Note: If you're looking for information on the woman, it's simple: she responded and she's in a relationship, and I'm going to refrain from any more of these types of postings. As my friend said, one of us blogging about this subject is enough, yes?
So, Iran has been a hotbed of turmoil over the last 24 hours. The Supreme Leader, Ayatollah Khameni, decided it was a good idea to declare that if anyone protested today, they would be forcibly stopped and arrested. There have been reports of just about everything going on- water cannons, tear gas, beatings, fires, bullets, and even reports of acid dropped from helicopters used on the crowds in an effort to shut them down. All of this has been going on, and we'd never know if it wasn't for web 2.0. Did anyone ever expect that it would completely undermine a regime like it has?

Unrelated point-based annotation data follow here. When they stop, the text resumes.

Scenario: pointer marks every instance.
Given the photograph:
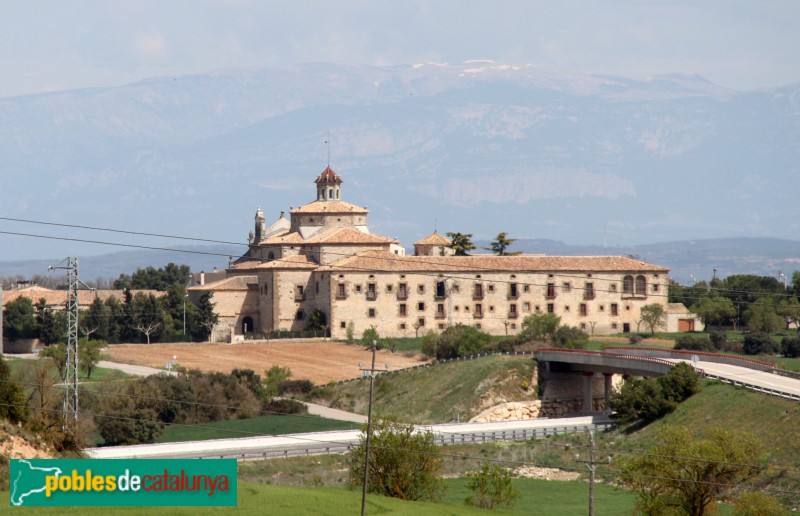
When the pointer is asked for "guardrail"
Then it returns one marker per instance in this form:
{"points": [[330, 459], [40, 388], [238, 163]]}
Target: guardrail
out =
{"points": [[443, 439], [445, 361], [752, 387]]}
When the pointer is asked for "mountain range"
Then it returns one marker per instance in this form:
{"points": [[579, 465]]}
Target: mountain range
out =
{"points": [[476, 148]]}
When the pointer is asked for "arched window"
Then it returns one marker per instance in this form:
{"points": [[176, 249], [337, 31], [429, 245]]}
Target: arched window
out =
{"points": [[627, 284], [641, 285]]}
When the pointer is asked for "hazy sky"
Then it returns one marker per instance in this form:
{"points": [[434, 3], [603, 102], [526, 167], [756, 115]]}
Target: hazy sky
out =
{"points": [[54, 45]]}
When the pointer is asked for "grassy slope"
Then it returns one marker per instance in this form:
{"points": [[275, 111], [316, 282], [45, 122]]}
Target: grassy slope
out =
{"points": [[537, 497], [262, 425], [439, 393]]}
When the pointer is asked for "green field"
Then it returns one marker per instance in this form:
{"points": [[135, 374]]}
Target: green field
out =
{"points": [[439, 393], [262, 425], [537, 497]]}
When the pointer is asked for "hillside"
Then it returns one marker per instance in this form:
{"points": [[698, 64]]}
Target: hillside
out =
{"points": [[440, 393]]}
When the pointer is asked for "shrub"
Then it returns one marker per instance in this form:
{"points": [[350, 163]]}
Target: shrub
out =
{"points": [[694, 343], [758, 343], [491, 488], [570, 337], [790, 347], [295, 387]]}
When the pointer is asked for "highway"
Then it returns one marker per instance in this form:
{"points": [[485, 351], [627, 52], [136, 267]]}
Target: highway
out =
{"points": [[760, 380], [340, 441]]}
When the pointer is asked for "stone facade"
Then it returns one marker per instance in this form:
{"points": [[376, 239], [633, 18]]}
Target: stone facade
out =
{"points": [[326, 259]]}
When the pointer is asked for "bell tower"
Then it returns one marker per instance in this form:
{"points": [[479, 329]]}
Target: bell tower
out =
{"points": [[328, 185]]}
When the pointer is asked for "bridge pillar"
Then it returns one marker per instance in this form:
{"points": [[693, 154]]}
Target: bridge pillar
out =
{"points": [[587, 392], [608, 387]]}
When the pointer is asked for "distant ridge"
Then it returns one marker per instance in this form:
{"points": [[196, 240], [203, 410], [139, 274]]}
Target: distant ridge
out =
{"points": [[685, 258]]}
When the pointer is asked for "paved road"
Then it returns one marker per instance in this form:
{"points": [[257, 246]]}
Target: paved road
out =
{"points": [[340, 441], [764, 380]]}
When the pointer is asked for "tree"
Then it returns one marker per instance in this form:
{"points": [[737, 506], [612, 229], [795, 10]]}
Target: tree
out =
{"points": [[206, 317], [403, 462], [539, 326], [761, 316], [12, 396], [89, 354], [491, 488], [273, 377], [19, 319], [789, 310], [688, 476], [461, 243], [653, 315], [714, 310], [500, 244]]}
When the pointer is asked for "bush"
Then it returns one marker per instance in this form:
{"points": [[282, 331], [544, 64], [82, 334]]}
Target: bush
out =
{"points": [[570, 337], [790, 347], [491, 488], [758, 343], [694, 343], [295, 387], [403, 462]]}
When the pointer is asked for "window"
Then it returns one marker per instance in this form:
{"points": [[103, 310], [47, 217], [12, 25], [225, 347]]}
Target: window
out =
{"points": [[627, 284], [641, 285]]}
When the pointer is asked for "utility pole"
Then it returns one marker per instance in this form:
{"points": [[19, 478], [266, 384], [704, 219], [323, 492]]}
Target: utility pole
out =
{"points": [[371, 372]]}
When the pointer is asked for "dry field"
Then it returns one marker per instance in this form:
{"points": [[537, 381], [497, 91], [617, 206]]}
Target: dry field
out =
{"points": [[318, 361]]}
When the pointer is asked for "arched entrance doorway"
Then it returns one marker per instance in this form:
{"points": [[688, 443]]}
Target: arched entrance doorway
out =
{"points": [[247, 325]]}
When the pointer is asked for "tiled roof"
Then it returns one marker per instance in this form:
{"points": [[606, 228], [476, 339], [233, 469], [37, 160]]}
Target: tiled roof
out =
{"points": [[348, 235], [285, 237], [388, 262], [434, 239], [325, 207], [59, 297], [232, 283], [328, 176], [301, 262]]}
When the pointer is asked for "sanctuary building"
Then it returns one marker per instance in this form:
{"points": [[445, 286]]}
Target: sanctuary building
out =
{"points": [[324, 259]]}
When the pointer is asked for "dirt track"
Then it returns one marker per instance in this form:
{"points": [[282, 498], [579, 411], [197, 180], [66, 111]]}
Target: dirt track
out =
{"points": [[320, 362]]}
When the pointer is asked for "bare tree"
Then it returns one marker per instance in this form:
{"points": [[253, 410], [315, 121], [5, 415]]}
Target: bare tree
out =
{"points": [[148, 329]]}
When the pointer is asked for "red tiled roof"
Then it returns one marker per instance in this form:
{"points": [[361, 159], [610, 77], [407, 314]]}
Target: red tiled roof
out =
{"points": [[233, 283], [388, 262], [328, 176], [326, 207], [348, 235], [434, 239]]}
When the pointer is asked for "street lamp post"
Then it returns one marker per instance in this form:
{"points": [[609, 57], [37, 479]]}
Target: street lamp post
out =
{"points": [[184, 313]]}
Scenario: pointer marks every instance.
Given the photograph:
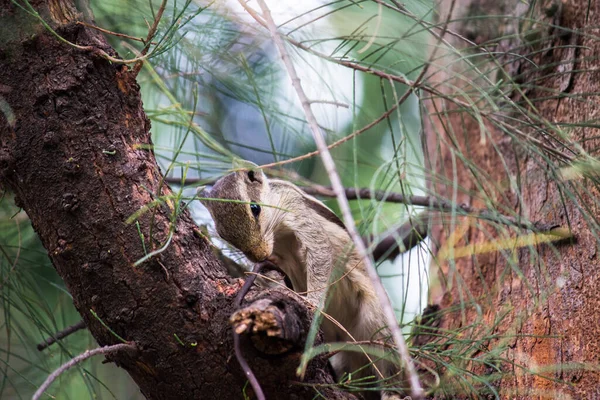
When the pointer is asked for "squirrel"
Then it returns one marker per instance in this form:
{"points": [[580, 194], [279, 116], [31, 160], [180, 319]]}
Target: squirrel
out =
{"points": [[274, 220]]}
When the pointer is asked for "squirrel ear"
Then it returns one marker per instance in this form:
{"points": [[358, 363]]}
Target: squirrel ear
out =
{"points": [[238, 163]]}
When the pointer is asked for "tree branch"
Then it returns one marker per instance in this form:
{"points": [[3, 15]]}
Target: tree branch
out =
{"points": [[76, 360], [61, 335], [416, 389]]}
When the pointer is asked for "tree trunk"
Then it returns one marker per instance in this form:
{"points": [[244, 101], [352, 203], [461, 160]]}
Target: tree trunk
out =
{"points": [[70, 135], [542, 316]]}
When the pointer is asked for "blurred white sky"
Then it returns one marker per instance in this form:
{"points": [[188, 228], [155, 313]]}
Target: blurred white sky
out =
{"points": [[406, 279]]}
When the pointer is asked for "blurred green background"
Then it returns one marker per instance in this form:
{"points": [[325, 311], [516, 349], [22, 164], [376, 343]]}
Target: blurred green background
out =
{"points": [[216, 67]]}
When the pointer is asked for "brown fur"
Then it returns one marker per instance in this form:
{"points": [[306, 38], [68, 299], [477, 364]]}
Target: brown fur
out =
{"points": [[308, 242]]}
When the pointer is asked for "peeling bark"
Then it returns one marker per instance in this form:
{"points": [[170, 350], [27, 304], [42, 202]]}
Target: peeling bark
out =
{"points": [[70, 151], [553, 306]]}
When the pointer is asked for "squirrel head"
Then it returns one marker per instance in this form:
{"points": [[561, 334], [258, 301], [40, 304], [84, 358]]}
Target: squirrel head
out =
{"points": [[241, 220]]}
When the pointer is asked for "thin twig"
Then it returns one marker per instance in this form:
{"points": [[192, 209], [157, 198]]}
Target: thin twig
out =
{"points": [[236, 337], [151, 33], [61, 335], [123, 35], [433, 204], [416, 389], [76, 360]]}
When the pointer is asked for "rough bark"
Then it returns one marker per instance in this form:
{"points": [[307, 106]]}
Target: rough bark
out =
{"points": [[553, 306], [70, 132]]}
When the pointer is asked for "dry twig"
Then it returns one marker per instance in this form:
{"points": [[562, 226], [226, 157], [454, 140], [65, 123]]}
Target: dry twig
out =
{"points": [[415, 385], [76, 360]]}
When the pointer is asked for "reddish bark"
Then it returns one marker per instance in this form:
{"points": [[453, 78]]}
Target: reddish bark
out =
{"points": [[553, 306]]}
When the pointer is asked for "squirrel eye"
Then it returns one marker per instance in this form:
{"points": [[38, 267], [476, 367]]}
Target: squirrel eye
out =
{"points": [[255, 208]]}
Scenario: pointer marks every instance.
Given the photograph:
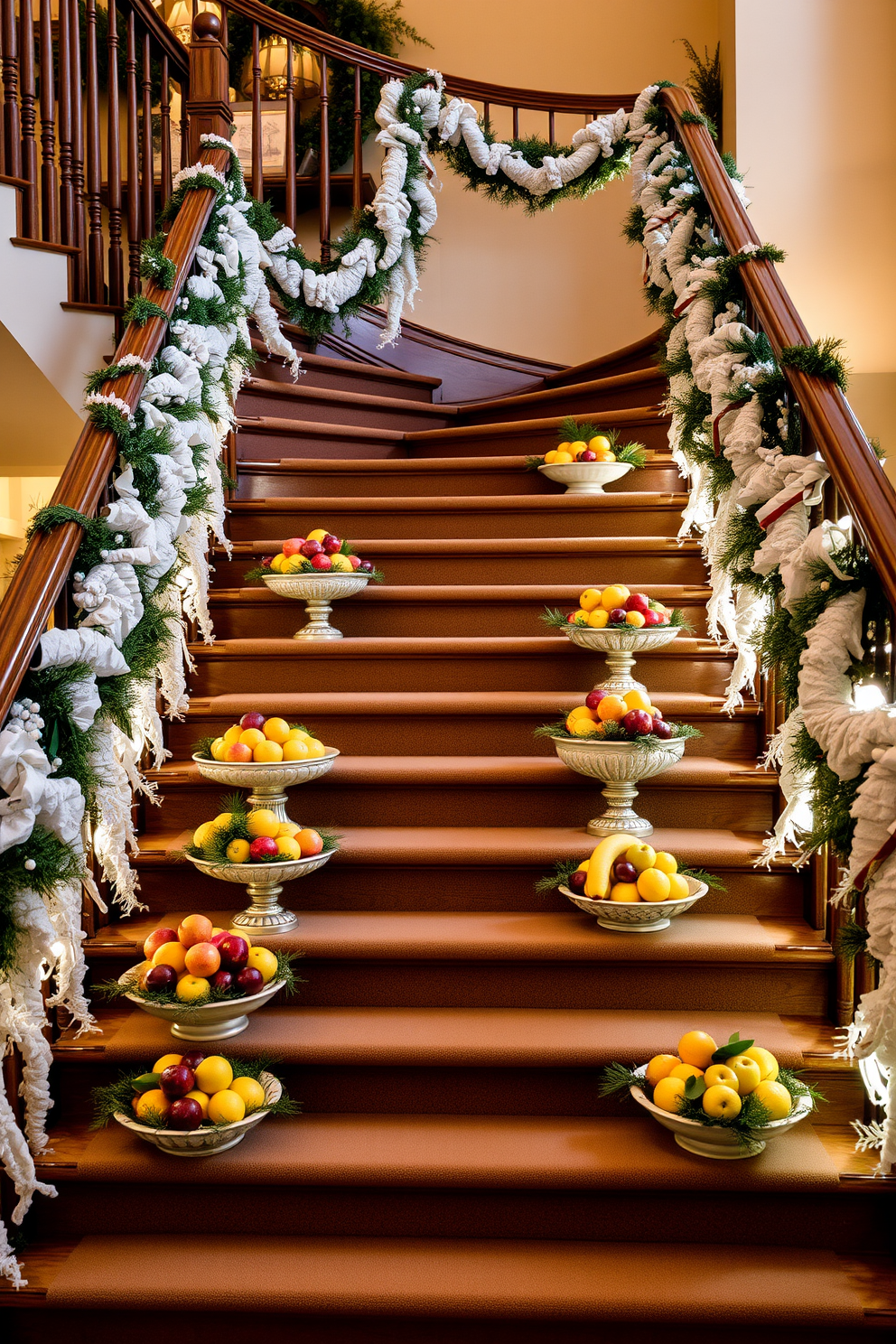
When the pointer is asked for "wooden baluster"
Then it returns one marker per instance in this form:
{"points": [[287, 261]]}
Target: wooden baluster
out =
{"points": [[49, 176], [164, 118], [324, 164], [358, 154], [257, 117], [30, 220], [290, 139], [11, 129], [148, 220], [113, 160], [96, 285], [133, 157], [79, 269]]}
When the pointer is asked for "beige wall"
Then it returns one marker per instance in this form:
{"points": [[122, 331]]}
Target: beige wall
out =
{"points": [[562, 285]]}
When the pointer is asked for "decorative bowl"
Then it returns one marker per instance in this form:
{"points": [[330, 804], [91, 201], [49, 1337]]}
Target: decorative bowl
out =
{"points": [[620, 648], [639, 917], [621, 765], [317, 592], [716, 1140], [584, 477], [266, 779], [209, 1139], [206, 1022], [264, 882]]}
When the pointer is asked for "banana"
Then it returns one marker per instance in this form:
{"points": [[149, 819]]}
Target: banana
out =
{"points": [[601, 864]]}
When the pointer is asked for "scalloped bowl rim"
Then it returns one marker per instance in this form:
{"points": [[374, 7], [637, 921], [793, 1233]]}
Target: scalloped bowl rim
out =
{"points": [[149, 1131], [802, 1107]]}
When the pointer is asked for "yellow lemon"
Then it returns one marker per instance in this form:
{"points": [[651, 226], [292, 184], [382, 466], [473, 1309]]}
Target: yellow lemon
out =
{"points": [[250, 1092], [264, 960], [214, 1074], [262, 821], [226, 1105]]}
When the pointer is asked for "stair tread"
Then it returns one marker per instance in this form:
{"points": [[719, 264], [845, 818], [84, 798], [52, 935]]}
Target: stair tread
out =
{"points": [[457, 1277], [534, 1152]]}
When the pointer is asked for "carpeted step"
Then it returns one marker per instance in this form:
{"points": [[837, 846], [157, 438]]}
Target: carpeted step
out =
{"points": [[450, 722], [458, 517], [411, 476], [458, 664], [581, 561]]}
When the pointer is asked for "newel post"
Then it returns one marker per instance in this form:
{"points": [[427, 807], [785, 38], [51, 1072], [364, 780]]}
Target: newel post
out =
{"points": [[209, 102]]}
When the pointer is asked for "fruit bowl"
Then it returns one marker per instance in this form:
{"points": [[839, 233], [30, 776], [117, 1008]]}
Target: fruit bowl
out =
{"points": [[620, 647], [584, 477], [716, 1140], [641, 916], [206, 1022], [620, 765], [207, 1139], [317, 592]]}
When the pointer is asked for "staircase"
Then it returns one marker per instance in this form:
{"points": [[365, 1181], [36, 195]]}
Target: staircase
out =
{"points": [[454, 1171]]}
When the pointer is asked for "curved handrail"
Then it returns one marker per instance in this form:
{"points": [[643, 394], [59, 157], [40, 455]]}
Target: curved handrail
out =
{"points": [[43, 569], [838, 435], [500, 94]]}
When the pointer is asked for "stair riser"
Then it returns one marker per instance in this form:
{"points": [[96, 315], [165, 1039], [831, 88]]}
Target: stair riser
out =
{"points": [[395, 1090], [833, 1222], [587, 567], [457, 804], [652, 432], [339, 412], [280, 619], [358, 886], [576, 401], [794, 989], [458, 735], [220, 674], [257, 482], [278, 522]]}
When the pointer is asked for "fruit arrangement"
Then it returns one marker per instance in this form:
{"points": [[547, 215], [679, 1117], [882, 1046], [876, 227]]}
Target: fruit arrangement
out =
{"points": [[262, 741], [738, 1085], [628, 870], [319, 553], [615, 609], [191, 1092], [199, 964]]}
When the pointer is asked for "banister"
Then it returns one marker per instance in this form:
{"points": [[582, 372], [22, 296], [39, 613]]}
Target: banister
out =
{"points": [[352, 55], [848, 454], [43, 569]]}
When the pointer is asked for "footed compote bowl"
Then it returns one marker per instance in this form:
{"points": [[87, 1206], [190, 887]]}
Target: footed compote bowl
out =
{"points": [[621, 766], [317, 592], [621, 648], [264, 882]]}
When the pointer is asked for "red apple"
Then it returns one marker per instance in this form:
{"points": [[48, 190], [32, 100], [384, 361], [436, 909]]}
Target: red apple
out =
{"points": [[637, 722], [250, 980], [176, 1081], [184, 1113], [234, 952], [162, 977], [156, 939], [262, 847]]}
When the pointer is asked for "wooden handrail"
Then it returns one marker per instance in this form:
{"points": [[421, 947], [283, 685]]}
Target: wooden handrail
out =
{"points": [[838, 435], [43, 569], [352, 55]]}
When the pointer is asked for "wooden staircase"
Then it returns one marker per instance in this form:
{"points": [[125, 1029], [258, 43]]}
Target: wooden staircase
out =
{"points": [[454, 1171]]}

The main two vehicles for the spread of news has been twitter and youtube. The protesters post videos showing the violence against them on youtube. They then use twitter to point people to the protests. Western journalists have been banned from entering Iran, so standard mainstream media techniques can't be used. Almost all footage of these events (and if you go looking, some of it is really bloody) has been uploaded via cell phone cameras and home video cameras, giving us eyes on this situation. I've been stunned all day knowing that web 2.0 has actually trumped both the Iranian government and the mainstream Western media (I'm including everybody here, because I'm sure the BBC, Sky News, and other european news entities have also been blocked). Update: there was a BBC correspondent there, but he's been expelled.
If something major happens, this will be the defining moment for web 2.0. Most of us view it as an addictive waste of time as we view each other's profiles, watch what everyone else is doing, setting up dates and events, and making random comments about other stuff. The way it is being used in Iran could change everything. It creates a blueprint that if accessed by other countries, could revolutionize revolutions, as strange as that sounds. This would work wonders in places people never see, like some of the internal strife in China (even though it's open, it's highly censored) or in North Korea. I would love to see this taken to North Korea, a country known as an information black hole. I have to applaud Twitter for delaying on a server upgrade to help people spread the word in Iran. That takes a lot of guts adn a lot of foresight, and they deserve a huge hand for that. We can only hope now that real change happens, and that the true nature of Iranian human rights abuses forces the world to act in a way it never has before.